Fitch attributes Luxembourg’s AAA rating to the country’s resilience to the shock of the COVID-19 pandemic. Luxembourg’s economic structure and its relatively low proportion of “in contact services”, as well as the broad support provided by the government to businesses and households impacted by restrictions, made it possible for the country to overcome the crisis with a strong economic performance.

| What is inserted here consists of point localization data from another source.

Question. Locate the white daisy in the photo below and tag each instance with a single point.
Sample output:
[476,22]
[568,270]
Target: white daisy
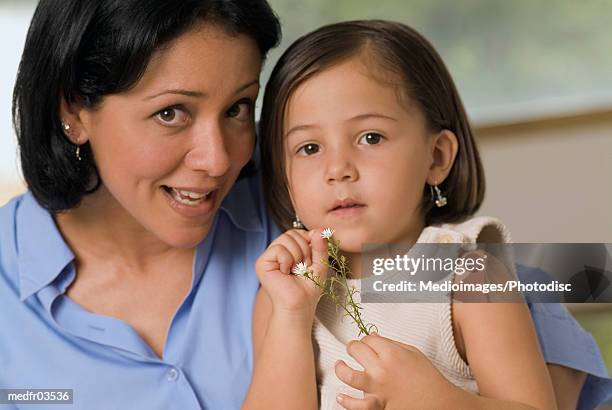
[300,269]
[327,233]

Its real GDP had already returned to pre-pandemic levels in the fourth quarter of 2020, and Fitch foresees a GDP growth of 4.6% in 2021, 3% in 2022 and 2.3% in 2023. The agency also predicts that the government deficit will fall to -2.3% of GDP in 2021 and be no more than -0.8% two years later.

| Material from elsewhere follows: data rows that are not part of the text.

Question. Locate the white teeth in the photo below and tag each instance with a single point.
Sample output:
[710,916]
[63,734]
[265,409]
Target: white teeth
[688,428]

The comfortable budgetary situation established in the years preceding the crisis, as well as the exceptionally high income per capita, made it possible for the country to implement a robust economic response to the pandemic while maintaining stable fundamentals.
Stable public debt
Public finances are central for the AAA rating, and although Fitch predicts an increase of Luxembourg’s public debt from 24.9% of GDP in 2020 to 28.3% in 2023, the debt ratio would remain the lowest among its AAA-rated peers and well below the AAA median of 44%. The soundness of Luxembourg’s finances is also an additional safety cushion against a possible increase in expenditure linked to aging over the coming decades.
“Fitch’s rating underlines the importance of sound public finances for a small country like ours,” comments Minister of Finance Pierre Gramegna. “It forms the basis for meeting the challenges of the years to come and enables us to fight back against the economic and social consequences of the pandemic. Our debt ratio is among the lowest among the AAA rated countries and I am convinced that by pursuing a prudent and balanced approach on the budgetary plan, Luxembourg will be able to face the future serenely.”